Die durch IBM angebotene Variante wird dabei den Namen Apache OpenOffice the IBM Edition tragen und auf einem unveränderten Apache OpenOffice basieren, dass durch Plugins um IBM-spezifische Funktionalitäten erweitert wird, die beispielsweise eine Anbindung an Lotus Notes oder die Integration von IBM Connections, IBM Docs und IBM SmartCloud for Social Business bieten. Einzig das integrierte Starten von Symphony in IBM Lotus Notes wird wohl mit der kommenden Variante nicht mehr möglich sein.

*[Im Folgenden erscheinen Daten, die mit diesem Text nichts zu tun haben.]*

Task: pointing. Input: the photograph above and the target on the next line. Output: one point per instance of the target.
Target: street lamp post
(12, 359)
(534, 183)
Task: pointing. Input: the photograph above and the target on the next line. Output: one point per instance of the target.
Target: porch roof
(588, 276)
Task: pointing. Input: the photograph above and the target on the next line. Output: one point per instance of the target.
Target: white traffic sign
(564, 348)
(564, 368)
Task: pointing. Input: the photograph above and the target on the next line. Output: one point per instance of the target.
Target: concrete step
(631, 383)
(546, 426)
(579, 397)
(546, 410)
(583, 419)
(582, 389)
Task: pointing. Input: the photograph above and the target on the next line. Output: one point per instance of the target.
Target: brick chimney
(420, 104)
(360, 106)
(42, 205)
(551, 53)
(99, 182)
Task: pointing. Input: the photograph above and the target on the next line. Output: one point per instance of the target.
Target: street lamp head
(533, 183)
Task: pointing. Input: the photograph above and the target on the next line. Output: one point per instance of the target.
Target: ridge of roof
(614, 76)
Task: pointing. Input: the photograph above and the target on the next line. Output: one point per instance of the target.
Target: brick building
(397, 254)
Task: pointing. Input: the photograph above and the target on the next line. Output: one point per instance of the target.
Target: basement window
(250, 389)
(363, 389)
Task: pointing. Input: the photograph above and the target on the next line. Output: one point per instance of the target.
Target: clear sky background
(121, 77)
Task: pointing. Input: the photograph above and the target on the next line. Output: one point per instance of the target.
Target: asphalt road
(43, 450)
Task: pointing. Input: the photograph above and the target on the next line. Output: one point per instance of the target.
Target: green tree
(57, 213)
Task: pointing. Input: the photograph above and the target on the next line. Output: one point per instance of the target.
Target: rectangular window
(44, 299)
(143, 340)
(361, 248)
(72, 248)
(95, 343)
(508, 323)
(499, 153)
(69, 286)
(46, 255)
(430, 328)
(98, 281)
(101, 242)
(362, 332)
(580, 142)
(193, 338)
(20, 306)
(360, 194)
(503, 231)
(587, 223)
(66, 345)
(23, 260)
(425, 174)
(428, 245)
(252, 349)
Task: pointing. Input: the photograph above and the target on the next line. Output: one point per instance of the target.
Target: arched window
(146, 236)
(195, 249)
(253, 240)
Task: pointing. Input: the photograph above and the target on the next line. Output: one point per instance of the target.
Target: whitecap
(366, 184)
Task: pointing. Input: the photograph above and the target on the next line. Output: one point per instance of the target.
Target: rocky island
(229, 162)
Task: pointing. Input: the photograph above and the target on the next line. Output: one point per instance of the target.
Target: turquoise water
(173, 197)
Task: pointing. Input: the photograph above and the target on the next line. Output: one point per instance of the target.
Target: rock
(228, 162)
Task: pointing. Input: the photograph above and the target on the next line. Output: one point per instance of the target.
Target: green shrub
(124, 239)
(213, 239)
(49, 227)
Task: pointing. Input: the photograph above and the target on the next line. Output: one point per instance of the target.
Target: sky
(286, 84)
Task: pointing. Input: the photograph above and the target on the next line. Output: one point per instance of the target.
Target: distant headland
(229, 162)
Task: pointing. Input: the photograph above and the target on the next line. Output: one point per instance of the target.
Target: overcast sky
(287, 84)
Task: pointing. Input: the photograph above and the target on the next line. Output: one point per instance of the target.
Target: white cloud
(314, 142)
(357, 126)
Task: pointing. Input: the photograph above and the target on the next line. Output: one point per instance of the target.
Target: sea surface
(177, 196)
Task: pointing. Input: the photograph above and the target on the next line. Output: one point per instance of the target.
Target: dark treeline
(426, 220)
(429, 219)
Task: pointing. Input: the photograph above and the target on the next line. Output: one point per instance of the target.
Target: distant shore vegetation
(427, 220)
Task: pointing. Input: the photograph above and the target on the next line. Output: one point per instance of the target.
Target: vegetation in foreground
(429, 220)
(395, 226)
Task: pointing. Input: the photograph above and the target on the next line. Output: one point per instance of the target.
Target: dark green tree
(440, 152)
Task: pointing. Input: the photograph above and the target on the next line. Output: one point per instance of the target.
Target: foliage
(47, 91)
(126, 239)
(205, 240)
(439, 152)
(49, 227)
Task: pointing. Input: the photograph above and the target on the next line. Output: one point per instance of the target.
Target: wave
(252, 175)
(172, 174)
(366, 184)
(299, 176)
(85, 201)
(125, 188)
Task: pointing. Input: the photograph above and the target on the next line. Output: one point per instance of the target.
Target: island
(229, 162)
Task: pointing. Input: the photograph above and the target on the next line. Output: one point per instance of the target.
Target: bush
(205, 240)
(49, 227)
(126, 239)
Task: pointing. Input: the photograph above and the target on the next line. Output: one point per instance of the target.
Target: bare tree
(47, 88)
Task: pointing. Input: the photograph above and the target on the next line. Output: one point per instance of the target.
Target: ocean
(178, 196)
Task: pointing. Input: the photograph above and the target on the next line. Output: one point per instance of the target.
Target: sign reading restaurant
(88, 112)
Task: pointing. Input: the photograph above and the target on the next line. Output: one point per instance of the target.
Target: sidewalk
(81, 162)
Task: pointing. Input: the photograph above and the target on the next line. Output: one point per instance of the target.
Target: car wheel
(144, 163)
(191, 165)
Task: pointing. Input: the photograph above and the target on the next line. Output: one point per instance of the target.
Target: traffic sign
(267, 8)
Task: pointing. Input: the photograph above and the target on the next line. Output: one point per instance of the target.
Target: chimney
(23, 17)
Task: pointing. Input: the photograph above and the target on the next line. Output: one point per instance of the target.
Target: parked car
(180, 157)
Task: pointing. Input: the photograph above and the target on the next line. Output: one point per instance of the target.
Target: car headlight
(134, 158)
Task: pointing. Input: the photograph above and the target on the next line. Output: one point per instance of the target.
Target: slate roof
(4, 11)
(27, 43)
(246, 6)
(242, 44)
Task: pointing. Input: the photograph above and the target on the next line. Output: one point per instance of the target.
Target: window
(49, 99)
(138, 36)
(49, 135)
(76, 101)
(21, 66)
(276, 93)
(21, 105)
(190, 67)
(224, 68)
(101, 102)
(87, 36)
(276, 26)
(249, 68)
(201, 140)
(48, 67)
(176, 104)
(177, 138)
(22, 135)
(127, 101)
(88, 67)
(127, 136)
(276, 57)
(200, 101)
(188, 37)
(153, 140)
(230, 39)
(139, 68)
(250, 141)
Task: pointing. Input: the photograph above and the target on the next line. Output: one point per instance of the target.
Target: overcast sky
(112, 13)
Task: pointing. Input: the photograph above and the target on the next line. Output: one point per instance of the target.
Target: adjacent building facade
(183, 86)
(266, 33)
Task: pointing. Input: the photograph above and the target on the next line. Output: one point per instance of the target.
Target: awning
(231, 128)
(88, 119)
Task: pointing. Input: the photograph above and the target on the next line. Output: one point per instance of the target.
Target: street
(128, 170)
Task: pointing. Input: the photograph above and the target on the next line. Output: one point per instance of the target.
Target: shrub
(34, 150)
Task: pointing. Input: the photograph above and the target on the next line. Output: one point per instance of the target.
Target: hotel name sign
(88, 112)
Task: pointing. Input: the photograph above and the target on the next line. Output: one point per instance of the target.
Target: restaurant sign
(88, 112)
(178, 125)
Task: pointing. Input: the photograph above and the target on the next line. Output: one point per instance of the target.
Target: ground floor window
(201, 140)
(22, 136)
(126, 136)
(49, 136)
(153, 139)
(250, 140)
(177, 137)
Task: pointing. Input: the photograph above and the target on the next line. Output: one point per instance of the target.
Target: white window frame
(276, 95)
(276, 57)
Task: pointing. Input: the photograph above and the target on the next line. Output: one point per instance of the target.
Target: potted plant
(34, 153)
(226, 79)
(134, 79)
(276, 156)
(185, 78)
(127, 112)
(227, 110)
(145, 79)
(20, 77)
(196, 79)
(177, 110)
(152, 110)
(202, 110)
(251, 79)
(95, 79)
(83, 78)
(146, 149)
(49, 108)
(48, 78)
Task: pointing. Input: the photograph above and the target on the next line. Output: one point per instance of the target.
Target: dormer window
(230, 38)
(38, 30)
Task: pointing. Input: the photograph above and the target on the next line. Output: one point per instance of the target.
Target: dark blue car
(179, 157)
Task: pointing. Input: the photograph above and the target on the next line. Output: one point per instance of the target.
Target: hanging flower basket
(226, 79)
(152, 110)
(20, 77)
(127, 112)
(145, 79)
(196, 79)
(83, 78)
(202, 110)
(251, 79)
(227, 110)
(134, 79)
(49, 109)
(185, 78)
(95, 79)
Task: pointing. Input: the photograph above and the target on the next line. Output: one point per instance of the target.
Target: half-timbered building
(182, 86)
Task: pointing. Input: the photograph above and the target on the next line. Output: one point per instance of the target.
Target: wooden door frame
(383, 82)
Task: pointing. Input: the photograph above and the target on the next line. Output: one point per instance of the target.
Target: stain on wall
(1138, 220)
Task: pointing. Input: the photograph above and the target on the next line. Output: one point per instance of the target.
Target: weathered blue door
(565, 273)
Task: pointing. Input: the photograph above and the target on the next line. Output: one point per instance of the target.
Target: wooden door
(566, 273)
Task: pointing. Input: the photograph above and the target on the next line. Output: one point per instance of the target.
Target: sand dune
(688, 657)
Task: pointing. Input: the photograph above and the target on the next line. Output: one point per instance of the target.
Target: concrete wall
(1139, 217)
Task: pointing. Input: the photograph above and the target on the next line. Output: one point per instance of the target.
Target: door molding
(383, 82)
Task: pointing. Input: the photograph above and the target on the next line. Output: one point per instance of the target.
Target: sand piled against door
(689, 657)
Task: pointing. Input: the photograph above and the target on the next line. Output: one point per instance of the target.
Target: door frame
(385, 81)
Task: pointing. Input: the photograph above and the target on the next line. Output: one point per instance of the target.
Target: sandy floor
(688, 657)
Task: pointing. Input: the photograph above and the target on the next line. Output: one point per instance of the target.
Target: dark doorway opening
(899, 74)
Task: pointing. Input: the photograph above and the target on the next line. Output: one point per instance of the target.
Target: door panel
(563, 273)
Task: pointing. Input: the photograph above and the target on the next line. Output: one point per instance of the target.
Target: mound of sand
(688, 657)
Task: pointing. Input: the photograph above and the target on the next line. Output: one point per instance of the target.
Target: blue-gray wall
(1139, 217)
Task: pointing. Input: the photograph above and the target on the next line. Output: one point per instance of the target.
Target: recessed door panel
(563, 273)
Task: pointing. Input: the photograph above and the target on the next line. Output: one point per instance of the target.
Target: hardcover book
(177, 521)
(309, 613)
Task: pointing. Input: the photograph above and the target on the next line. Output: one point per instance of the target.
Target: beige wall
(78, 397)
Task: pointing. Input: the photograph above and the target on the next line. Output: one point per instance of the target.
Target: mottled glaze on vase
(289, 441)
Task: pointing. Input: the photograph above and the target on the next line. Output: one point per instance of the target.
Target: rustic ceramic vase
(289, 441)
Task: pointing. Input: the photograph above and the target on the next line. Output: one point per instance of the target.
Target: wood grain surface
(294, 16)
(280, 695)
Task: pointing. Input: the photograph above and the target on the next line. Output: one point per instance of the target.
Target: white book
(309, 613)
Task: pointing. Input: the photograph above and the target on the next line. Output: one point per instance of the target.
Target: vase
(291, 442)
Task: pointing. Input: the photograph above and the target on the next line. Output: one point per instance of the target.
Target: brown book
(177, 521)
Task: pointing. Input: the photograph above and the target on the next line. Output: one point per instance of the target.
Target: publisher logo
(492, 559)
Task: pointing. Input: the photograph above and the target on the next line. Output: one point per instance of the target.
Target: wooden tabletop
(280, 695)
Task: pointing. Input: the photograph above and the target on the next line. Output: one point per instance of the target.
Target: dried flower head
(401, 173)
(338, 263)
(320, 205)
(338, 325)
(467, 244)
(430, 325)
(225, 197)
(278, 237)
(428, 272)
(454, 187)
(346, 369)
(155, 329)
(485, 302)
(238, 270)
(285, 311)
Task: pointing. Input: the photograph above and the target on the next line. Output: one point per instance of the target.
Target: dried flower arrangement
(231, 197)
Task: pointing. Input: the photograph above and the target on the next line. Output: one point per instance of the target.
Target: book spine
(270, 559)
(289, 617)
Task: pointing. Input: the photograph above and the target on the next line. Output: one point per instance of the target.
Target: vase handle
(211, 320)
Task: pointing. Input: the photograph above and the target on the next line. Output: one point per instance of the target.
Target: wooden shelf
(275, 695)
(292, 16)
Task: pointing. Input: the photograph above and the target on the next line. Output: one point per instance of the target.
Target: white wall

Aus meiner Sicht bietet die beschriebene Entwicklung viele Vorteile. IBM Lotus Symphony stellt keine Konkurrenz zu OpenOffice.org mehr da, es gibt einen einheitlichen Entwicklungszweig, Kräfte werden gebündelt und für bestehende Symphony-Nutzer ändert sich kaum etwas.
Meine persönliche Hoffnung für die Zukunft ist, dass sich auch das Projekt LibreOffice wieder in die Entwicklung von Apache OpenOffice eingliedert, um eine gemeinsame, starke Alternative zu Microsoft Office voranzutreiben. Aufgrund einiger Vorbehalte gegenüber Apache auf Seiten der The Document Foundation und durch die mittlerweile doch recht weit voneinander entfernten Entwicklungen halte ich das in naher Zukunft allerdings leider für nicht sehr wahrscheinlich.